Rapid and transient increase of cytosolic Ca2+ particularly during pathogens interaction results in activation of both PTI and ETI signaling . CMLs and CDPKs are known as Ca2+ sensor proteins which are responsible in perceiving the transduction during plant innate immunity [91,92]. Based on our RNA-seq data analysis, both EgCML7 and EgCDPK28 were upregulated during necrotrophic phase. Consistent with the analysis, EgERF113 is suggested to orchestrate defense mechanisms through regulation of PR and calcium-responsive genes.
Other transcription factors differentially regulated under biotrophic or necrotrophic phase
The Calmodulin-binding transcription activator (CAMTA) gene was first discovered in Nicotiana tabacum, regulating senescence and cell death , and was recently comprehensively studied by Kakar et al. . We discovered members of the novel CAMTA TF family, namely EgCAMTA3 and EgCAMTA4 which were downregulated at 3 d.p.i. The suppression of both genes was later reduced across time, which might be the result of infection phase transition from biotrophic to early necrotrophic phase. CAMTA was proven to regulate responses under Ca2+ signaling during both abiotic and biotic stresses [95,96].

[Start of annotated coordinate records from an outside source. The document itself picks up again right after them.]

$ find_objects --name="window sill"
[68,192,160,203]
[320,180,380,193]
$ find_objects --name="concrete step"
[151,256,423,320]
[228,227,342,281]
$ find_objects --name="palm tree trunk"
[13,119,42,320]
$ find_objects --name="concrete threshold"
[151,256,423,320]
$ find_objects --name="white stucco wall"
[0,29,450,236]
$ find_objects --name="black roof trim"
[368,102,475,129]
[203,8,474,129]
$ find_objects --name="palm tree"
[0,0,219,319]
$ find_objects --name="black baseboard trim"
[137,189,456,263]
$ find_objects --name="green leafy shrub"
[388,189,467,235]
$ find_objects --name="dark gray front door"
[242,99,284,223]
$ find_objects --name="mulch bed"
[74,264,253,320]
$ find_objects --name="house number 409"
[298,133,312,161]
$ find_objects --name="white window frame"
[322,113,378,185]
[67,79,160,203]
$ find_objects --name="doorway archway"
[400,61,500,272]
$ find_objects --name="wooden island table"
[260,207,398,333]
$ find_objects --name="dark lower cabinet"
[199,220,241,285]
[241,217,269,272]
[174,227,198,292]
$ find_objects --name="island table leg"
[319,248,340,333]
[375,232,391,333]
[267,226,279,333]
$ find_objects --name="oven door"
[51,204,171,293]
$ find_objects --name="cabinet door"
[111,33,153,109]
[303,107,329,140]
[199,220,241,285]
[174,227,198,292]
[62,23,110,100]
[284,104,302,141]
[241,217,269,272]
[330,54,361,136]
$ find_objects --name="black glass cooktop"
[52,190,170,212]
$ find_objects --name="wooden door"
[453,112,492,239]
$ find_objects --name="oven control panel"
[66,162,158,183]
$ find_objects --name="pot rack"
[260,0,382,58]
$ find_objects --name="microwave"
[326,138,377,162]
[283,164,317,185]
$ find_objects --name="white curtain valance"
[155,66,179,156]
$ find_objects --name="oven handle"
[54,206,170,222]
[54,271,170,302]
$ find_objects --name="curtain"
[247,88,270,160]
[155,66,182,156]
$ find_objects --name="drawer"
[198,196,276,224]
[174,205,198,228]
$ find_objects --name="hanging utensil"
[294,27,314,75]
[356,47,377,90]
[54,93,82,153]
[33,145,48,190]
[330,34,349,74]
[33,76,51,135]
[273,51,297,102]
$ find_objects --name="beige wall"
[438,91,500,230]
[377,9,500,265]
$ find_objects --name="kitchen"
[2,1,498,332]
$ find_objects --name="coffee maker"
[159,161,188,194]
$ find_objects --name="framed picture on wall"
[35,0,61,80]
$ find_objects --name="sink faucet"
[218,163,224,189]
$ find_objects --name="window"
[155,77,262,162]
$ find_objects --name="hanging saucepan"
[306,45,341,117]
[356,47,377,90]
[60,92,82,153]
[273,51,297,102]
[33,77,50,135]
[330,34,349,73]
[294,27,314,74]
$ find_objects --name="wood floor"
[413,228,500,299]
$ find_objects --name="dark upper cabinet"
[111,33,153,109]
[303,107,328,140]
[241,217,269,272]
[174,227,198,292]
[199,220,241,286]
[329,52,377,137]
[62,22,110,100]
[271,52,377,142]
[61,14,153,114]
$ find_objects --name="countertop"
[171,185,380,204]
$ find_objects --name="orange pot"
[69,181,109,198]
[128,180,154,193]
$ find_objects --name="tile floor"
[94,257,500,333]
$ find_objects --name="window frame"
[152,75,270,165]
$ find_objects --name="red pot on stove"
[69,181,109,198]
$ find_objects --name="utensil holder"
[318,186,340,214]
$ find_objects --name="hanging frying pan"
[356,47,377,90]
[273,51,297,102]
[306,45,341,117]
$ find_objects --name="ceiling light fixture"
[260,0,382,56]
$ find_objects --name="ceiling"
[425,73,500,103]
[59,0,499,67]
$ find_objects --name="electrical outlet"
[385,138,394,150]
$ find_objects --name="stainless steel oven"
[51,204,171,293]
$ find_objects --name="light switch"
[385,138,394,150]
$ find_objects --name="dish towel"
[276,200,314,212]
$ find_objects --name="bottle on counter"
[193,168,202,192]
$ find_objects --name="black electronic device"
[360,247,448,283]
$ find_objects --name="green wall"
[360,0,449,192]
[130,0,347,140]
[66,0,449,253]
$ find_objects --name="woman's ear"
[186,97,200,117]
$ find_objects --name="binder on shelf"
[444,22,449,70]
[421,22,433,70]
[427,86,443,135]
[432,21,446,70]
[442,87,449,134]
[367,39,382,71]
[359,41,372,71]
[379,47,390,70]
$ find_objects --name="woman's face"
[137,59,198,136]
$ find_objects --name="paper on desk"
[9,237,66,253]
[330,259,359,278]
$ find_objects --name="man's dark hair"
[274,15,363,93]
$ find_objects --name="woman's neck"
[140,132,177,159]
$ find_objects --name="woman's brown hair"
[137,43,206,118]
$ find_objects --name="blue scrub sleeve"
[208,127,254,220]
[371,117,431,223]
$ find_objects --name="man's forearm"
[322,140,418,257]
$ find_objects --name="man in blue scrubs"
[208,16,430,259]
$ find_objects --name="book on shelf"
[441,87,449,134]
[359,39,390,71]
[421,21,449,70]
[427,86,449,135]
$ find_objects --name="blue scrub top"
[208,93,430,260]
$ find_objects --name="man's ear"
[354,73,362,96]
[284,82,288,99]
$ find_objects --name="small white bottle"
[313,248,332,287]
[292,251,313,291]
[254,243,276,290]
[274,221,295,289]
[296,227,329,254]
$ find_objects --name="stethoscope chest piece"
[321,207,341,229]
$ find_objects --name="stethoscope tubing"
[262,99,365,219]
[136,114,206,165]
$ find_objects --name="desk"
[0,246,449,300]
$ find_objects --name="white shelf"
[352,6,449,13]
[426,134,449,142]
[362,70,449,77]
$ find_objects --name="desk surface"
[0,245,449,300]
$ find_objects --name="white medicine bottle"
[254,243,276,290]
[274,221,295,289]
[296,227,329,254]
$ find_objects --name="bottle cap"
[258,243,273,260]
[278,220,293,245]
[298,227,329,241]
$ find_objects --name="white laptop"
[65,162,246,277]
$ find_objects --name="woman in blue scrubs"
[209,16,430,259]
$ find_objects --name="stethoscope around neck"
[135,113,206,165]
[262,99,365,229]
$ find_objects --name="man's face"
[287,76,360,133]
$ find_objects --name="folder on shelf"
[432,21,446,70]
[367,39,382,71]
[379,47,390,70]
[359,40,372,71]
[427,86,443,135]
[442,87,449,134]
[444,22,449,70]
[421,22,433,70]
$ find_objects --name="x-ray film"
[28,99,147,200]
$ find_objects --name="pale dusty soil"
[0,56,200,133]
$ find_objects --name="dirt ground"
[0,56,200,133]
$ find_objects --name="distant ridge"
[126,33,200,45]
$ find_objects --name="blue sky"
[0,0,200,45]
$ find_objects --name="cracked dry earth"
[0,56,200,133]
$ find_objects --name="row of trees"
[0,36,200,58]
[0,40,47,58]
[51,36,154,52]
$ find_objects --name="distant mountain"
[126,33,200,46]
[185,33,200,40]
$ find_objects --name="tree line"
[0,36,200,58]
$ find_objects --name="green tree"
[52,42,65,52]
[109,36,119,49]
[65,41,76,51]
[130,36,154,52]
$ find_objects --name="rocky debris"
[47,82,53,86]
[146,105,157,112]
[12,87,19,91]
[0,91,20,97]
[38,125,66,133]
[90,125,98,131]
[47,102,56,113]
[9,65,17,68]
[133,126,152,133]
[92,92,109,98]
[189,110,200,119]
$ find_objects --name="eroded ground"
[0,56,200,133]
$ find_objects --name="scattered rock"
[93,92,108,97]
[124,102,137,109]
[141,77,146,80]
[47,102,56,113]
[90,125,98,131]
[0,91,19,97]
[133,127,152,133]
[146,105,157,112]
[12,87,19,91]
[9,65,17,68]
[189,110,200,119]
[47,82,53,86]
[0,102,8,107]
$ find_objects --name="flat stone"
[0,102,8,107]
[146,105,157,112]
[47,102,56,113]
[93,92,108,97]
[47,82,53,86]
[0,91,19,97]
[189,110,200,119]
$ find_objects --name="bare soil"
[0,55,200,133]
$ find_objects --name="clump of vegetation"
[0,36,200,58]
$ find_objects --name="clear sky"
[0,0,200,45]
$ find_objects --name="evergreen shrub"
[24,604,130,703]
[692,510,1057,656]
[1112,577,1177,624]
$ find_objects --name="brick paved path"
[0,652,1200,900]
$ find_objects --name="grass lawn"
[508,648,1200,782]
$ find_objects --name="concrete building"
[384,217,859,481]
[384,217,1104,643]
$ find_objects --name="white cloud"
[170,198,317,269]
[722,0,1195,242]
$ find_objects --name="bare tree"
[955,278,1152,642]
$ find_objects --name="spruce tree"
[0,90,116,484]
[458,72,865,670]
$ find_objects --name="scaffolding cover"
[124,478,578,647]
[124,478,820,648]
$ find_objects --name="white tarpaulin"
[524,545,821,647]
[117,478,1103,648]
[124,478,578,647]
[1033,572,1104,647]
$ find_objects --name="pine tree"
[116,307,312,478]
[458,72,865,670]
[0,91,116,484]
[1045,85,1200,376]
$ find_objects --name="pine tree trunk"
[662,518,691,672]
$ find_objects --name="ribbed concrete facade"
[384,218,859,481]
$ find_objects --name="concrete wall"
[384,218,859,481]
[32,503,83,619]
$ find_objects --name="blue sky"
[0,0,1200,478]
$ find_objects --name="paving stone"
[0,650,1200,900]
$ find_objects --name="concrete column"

In general, most downregulated DEGs of TFs showed de-repression across time. It is reasonable to postulate that changes of expression patterns might be the results of plant immunity interplay against biotrophic and necrotrophic infection phases. For instance, downregulation of EgMYB108 was highest at 7 d.p.i before reducing at 11 d.p.i. Coherently, MYB108 was proven to positively regulate defense mechanism against hemibiotroph Verticillium dahliae in the presence of calmodulin and Ca2, antagonistic to the regulation of CAMTA3 [97,98]. In contrast, EgERF9 was found to be downregulated exclusively during necrotrophic phase at 11 d.p.i. The result provides agreement with other study which reported repression activity of AtERF9 in enhanced resistance against necrotrophic Botrytis cinerea . Likewise, expression patterns of TFs in upregulated DEGs were higher at early interaction against G. boninense before decreasing over time. The plant-specific EgTCP15 demonstrated upregulation during biotrophic phase before declining but showing an opposite expression pattern under abiotic stress.